The child turned to me, a huge smile on her face. Her arms reached up, and I was drawn into a neck-breaking hug as she whispered, “I love you, Auntie Dani.”
As always when I visited, I joined Emily and Colin in tucking her into bed, and as we left the room, she called softly, and I turned while my friends continued down the hall, “Watch this,” she whispered as she squeezed her hand together, her little face scrunched in concentration. As she released her hand a dull, glowing orb emerged from her palm. She floated it to the far wall, and I stood watching her proud smile.
You must keep this a secret, I cautioned, and she nodded in agreement. I smiled and waved my hand gently toward the light, brightening it slightly, watching Adrianne grin in the glow. Bringing my hand to my throat, I indicted to her amulet. Remember, always keep it on, and I’ll always be with you. She reached for the necklace and touched the runes with her fingers, feeling the charm seal itself. With a big yawn, she smiled again and rolled over to sleep.
When I rejoined the others in the living room, the twins were saying their “good nights”, and Colin was taking them up to bed. I received another raucous round of hugs before they raced up the stairs being hushed by their father.
“They really love you,” Emily observed with a friendly smile.
“The feeling is mutual,” I replied flopping into the corner of the sofa.
We sat in silence for a few moments unwinding from the afternoon activities, Emily’s head leaning against the back cushion, eyes closed, relishing the silence.
“That was a beautiful necklace you gave her. I should have taken it off of her and put it away for special occasions.”
“No,” I quickly replied, “It has a special clasp that can’t be broken easily, and the chain may not look it but is very strong.” I paused for a moment, measuring the next words. “It’s important that she keep it on.” I paused again. “I’m taking a sabbatical from work, going back to Italy for a while. There are things that I need to do, but I promise to stay in touch.”
Emily’s eyes were wide open as she bolted upright in her seat. “Is everything alright?” she looked very concerned.
I nodded with a forced smile. “I’ll be back, but I don’t know when. I want you to have something, though.” As I walked to the front door to retrieve another package, Colin rejoined us, and Emily explained the situation. Colin’s concerned face met my upturned lips as I handed the package to my friends. Emily unwrapped a ten-inch polished, black plate. It was edged in silver, and the border was embossed with the same triquetra pattern as Adrianne’s amulet.

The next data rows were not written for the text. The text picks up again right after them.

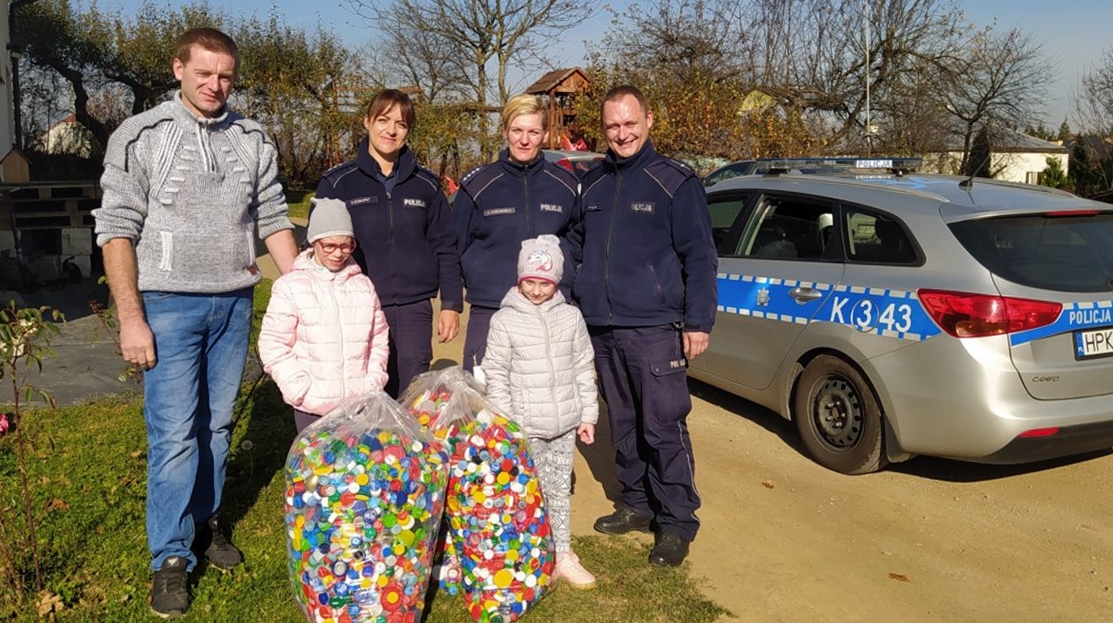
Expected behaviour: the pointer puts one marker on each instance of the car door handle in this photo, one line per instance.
(805, 295)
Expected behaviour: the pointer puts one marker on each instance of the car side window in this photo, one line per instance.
(725, 213)
(877, 238)
(789, 228)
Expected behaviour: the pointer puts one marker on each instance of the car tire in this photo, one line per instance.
(838, 417)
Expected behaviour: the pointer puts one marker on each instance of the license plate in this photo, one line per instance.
(1093, 343)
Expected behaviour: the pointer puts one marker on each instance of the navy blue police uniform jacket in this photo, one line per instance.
(501, 204)
(406, 243)
(644, 245)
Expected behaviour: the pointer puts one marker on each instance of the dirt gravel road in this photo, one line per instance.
(784, 540)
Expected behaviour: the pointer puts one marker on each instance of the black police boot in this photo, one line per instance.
(670, 550)
(218, 551)
(169, 591)
(622, 521)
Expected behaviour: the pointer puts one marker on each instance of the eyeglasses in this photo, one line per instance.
(330, 248)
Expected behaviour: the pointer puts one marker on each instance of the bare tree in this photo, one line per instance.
(1000, 86)
(1092, 159)
(1093, 100)
(474, 32)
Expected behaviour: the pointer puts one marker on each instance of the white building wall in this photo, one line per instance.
(1024, 168)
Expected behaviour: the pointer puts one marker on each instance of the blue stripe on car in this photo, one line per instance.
(872, 310)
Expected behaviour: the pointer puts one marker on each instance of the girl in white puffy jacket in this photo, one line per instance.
(540, 371)
(324, 337)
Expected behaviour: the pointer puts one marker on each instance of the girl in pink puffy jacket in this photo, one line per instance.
(324, 337)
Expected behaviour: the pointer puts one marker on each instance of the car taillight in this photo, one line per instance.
(978, 315)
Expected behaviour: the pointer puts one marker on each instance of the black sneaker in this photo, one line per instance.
(218, 551)
(169, 591)
(622, 521)
(670, 550)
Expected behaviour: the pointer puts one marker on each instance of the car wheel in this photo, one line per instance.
(838, 417)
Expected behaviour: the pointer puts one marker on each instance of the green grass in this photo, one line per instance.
(298, 201)
(89, 467)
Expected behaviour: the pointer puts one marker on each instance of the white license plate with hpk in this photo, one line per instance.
(1093, 343)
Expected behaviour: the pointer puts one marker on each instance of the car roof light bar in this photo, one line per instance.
(835, 165)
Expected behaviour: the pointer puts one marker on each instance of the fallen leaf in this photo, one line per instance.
(57, 504)
(49, 602)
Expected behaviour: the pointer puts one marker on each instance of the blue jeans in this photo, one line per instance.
(200, 344)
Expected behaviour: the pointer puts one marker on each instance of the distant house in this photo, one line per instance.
(1013, 156)
(560, 88)
(68, 137)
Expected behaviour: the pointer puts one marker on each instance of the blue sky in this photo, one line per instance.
(1074, 33)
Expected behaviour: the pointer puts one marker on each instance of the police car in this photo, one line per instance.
(894, 314)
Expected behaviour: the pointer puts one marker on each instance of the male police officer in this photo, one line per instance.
(647, 288)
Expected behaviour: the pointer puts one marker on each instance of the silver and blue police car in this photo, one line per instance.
(896, 314)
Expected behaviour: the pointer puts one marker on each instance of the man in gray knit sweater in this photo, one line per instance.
(187, 186)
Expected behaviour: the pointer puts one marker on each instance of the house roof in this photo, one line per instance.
(1005, 140)
(551, 80)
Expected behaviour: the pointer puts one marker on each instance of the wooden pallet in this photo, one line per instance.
(49, 205)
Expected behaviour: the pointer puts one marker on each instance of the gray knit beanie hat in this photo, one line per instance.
(541, 258)
(328, 217)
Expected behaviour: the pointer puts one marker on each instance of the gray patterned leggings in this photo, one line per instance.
(553, 460)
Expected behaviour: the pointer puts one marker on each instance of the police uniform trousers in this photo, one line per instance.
(642, 374)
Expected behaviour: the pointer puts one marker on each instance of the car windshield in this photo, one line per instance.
(1062, 251)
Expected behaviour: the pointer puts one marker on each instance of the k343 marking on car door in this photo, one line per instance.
(874, 310)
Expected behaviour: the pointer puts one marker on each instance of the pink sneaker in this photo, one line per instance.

“I hope you like it. It has a stand so that you can put it on your mantel.”
“It’s beautiful, almost looks like a mirror,” Emily breathed. “Thank you.” She rose to place the dish on the wide walnut mantel, centring it to face the room.
Perfect, I thought, feeling satisfied. Emily’s placing of the scrying mirror sealed the Protective Charm that had been placed on it. It would enable me to keep an eye on the family from a distance, and the charm had been activated with her touch, protecting the occupants of the house.
As with all webs, the spider eventually moves on, seeking and facing new challenges, but the web remains intake, if cared for. Mother Earth has a way of taking care of its own.